Da sass ich nun im Zug auf dem Weg zu einer Prüfung, mit klopfendem Herzen und schwitzenden Händen; meine letzte Prüfung ist über ein Jahrzehnt her! Ich habe gelernt, mein Bestes gegeben, aber die zweifelnde Stimme in mir wollte einfach die Klappe nicht halten! «Was ist, wenn dein Bestes nicht gut genug ist?» flüsterte sie mir wie ein Mantra zu. «Du kannst das nicht, du hast dich bestimmt in deinen Fähigkeiten verschätzt!» - «Du wirst scheitern und dann werden alle dein Versagen sehen!» Ganz bewusst und mit grosser Anstrengung gelang es mir, den Lautstärkenregler für die positive Stimme in mir hochzudrehen:» Du genügst! Du gibst dein Bestes und das reicht! Du wirst nicht scheitern, sondern siegen – und wenn nicht siegen, dann lernst du etwas fürs Leben!»

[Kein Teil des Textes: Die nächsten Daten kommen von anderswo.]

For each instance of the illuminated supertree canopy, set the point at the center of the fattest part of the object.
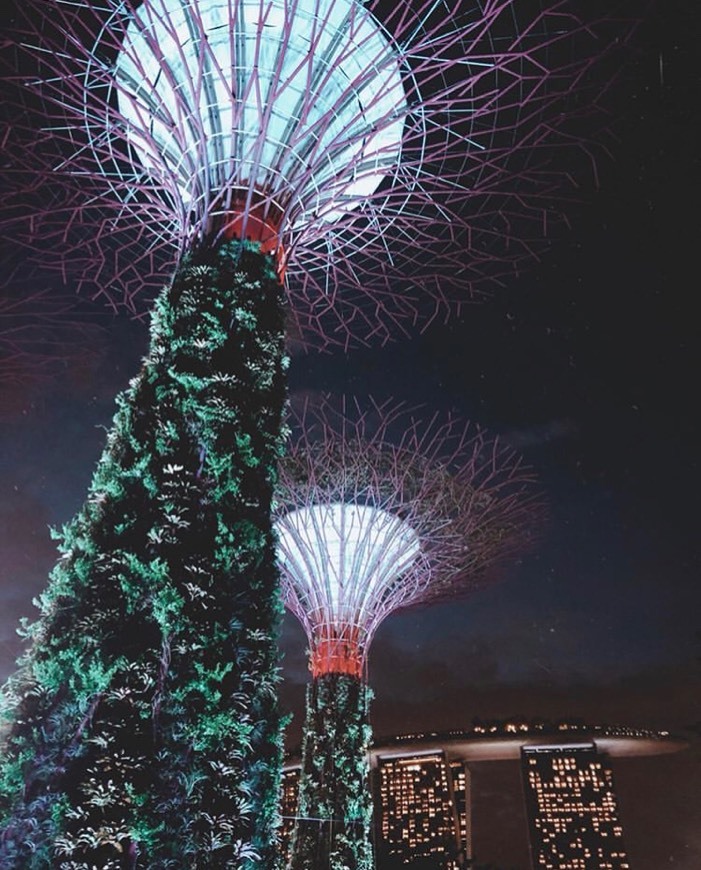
(378, 511)
(397, 157)
(365, 162)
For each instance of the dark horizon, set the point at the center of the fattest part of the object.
(588, 364)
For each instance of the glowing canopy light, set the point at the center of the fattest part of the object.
(343, 560)
(298, 104)
(376, 516)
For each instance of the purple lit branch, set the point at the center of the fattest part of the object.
(379, 510)
(458, 110)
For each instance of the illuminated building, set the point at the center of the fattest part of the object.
(378, 158)
(423, 801)
(378, 511)
(572, 813)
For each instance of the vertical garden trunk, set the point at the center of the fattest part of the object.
(142, 730)
(335, 802)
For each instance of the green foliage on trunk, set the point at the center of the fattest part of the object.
(335, 802)
(142, 729)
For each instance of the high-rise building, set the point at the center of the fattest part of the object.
(423, 802)
(572, 811)
(422, 809)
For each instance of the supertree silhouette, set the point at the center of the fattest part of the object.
(379, 158)
(379, 511)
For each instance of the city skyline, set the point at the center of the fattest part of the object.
(588, 364)
(424, 804)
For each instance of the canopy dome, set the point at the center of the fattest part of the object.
(289, 106)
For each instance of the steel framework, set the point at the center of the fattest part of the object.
(378, 510)
(398, 157)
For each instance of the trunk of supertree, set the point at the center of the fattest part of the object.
(335, 802)
(143, 725)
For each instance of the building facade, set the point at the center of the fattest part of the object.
(572, 810)
(423, 801)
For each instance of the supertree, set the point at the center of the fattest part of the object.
(351, 142)
(378, 511)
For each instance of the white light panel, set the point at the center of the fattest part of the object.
(343, 560)
(292, 98)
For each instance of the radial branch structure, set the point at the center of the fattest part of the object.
(376, 511)
(396, 156)
(379, 511)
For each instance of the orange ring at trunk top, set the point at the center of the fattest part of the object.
(260, 223)
(338, 654)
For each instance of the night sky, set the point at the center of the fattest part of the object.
(589, 365)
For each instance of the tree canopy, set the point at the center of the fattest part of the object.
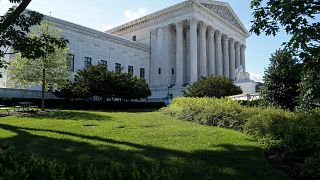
(299, 18)
(15, 26)
(281, 81)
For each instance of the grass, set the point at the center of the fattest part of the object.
(147, 139)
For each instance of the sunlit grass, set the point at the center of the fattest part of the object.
(146, 138)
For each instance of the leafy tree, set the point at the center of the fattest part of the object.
(310, 84)
(45, 71)
(214, 87)
(281, 81)
(300, 19)
(297, 17)
(14, 28)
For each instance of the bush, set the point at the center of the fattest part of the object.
(312, 167)
(213, 86)
(295, 136)
(213, 112)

Damit ich mich auf der 2 Stündigen Fahrt nicht selber innerlich halb totreden musste, hatte ich mir im Vorfeld noch ein Magazin gekauft, das ich gerne lese. Ich schlug die Seiten auf und landete als erstes beim Artikel «Das Gute am Scheitern»!

"Das Leben ist ein Prozess, kein Zustand!"